Detecting Evaluator Bias¶
GPT-4 scores harshly (avg 6.2). Claude scores generously (avg 7.8). Here's how to detect and account for it.
When multiple LLMs evaluate each other's work, they don't grade on the same curve. Some models are harsh critics; others give everyone gold stars. If you don't account for this, your "consensus" is just noise.
We built a bias auditing system to detect these patterns. Here's what we learned.
The Three Biases¶
1. Reviewer Calibration Bias¶
Different models have different scoring baselines:
GPT-4 scores: [6, 7, 5, 6] mean: 6.0
Claude scores: [8, 9, 8, 7] mean: 8.0
Gemini scores: [7, 7, 8, 7] mean: 7.25
If you average these raw scores, Claude's 4th-place candidate (score 7) ties with GPT's 1st-place candidate (score 7). That's not consensus—that's calibration noise.
Detection:
import statistics
from typing import Dict
def audit_reviewer_calibration(
scores: Dict[str, Dict[str, float]]
) -> Dict[str, Dict[str, float]]:
"""
Detect harsh and generous reviewers.
IMPORTANT: This assumes all reviewers graded the same set of responses.
If reviewers grade different subsets, this comparison is invalid.
"""
calibration = {}
for reviewer, reviewer_scores in scores.items():
values = list(reviewer_scores.values())
calibration[reviewer] = {
"mean": statistics.mean(values),
"std": statistics.stdev(values) if len(values) > 1 else 0,
}
# Find median baseline
all_means = [c["mean"] for c in calibration.values()]
median_mean = statistics.median(all_means)
std_of_means = statistics.stdev(all_means) if len(all_means) > 2 else 1
# Flag outliers (z-score relative to other reviewers)
for reviewer, stats in calibration.items():
z_score = (stats["mean"] - median_mean) / std_of_means if std_of_means > 0 else 0
stats["z_score"] = round(z_score, 2)
stats["classification"] = (
"harsh" if z_score < -1 else
"generous" if z_score > 1 else
"neutral"
)
return calibration
Example output (with means 6.0, 7.25, 8.0 → median 7.25, std ≈ 1.0):
{
"openai/gpt-4": {"mean": 6.0, "z_score": -1.25, "classification": "harsh"},
"anthropic/claude": {"mean": 8.0, "z_score": 0.75, "classification": "neutral"},
"google/gemini": {"mean": 7.25, "z_score": 0.0, "classification": "neutral"}
}
Note: With only 3 reviewers, you need a z-score magnitude > 1.0 to be flagged. Claude at z=0.75 is within one standard deviation of the median.
2. Length-Score Correlation¶
Verbose responses often score higher, regardless of quality:
import statistics
import math
from typing import Dict, List, Tuple
def _pearson_correlation(x: List[float], y: List[float]) -> float:
"""Pure Python Pearson correlation coefficient."""
n = len(x)
if n < 3:
return 0.0
mean_x = statistics.mean(x)
mean_y = statistics.mean(y)
numerator = sum((xi - mean_x) * (yi - mean_y) for xi, yi in zip(x, y))
sum_sq_x = sum((xi - mean_x) ** 2 for xi in x)
sum_sq_y = sum((yi - mean_y) ** 2 for yi in y)
denominator = math.sqrt(sum_sq_x * sum_sq_y)
if denominator == 0:
return 0.0
return numerator / denominator
def calculate_length_correlation(
responses: List[Dict],
scores: Dict[str, Dict[str, float]]
) -> Tuple[float, str]:
"""Calculate Pearson correlation between length and score."""
# Get word counts
word_counts = {r["model"]: len(r["response"].split()) for r in responses}
# Get average scores per response
avg_scores = {}
for model in word_counts:
model_scores = [s[model] for s in scores.values() if model in s]

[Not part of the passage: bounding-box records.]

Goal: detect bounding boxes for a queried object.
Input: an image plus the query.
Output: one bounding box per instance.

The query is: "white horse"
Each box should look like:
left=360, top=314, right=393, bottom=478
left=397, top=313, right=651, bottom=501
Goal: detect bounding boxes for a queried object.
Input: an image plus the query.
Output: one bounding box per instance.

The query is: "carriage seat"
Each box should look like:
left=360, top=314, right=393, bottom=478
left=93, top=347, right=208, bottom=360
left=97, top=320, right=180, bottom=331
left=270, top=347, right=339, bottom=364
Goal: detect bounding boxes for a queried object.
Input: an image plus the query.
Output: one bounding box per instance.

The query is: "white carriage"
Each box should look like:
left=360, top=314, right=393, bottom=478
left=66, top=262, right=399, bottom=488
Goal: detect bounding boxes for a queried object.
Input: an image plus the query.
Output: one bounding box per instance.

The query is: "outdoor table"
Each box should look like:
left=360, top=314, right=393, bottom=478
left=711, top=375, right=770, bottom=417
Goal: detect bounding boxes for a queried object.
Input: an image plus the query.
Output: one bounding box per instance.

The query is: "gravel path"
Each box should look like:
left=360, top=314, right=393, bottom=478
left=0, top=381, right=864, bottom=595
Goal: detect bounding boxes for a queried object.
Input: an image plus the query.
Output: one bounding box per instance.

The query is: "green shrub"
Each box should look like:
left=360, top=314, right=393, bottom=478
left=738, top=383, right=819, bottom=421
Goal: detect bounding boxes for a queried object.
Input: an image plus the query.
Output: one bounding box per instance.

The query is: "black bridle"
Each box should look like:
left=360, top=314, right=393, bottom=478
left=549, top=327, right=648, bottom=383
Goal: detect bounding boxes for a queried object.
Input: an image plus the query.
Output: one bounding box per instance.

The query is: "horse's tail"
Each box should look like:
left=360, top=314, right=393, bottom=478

avg_scores[model] = statistics.mean(model_scores) if model_scores else 0
# Calculate correlation
models = list(avg_scores.keys())
x = [word_counts[m] for m in models]
y = [avg_scores[m] for m in models]
if len(models) < 3:
return 0.0, "insufficient_data"
r = _pearson_correlation(x, y)
interpretation = (
"strong_positive" if r > 0.7 else
"moderate_positive" if r > 0.3 else
"weak" if r > -0.3 else
"moderate_negative" if r > -0.7 else
"strong_negative"
)
return round(r, 3), interpretation
Healthy range: -0.2 to 0.2 (weak correlation)
Warning sign: r > 0.7 means reviewers are rewarding verbosity, not quality.
3. Position Bias¶
The first response shown often gets an unfair advantage. Detecting this requires tracking the display order for each review session, not a fixed model-to-position mapping:
from collections import defaultdict
from typing import Dict, List, Tuple
def calculate_position_bias(
session_data: List[Dict]
) -> Tuple[float, bool]:
"""
Detect if presentation order affects scores.
Each session_data entry must include:
- display_order: List[str] # Models in order shown to reviewer
- scores: Dict[str, float] # Reviewer's scores for each model
"""
position_scores = defaultdict(list)
for session in session_data:
display_order = session["display_order"]
scores = session["scores"]
for position, model in enumerate(display_order):
if model in scores:
position_scores[position].append(scores[model])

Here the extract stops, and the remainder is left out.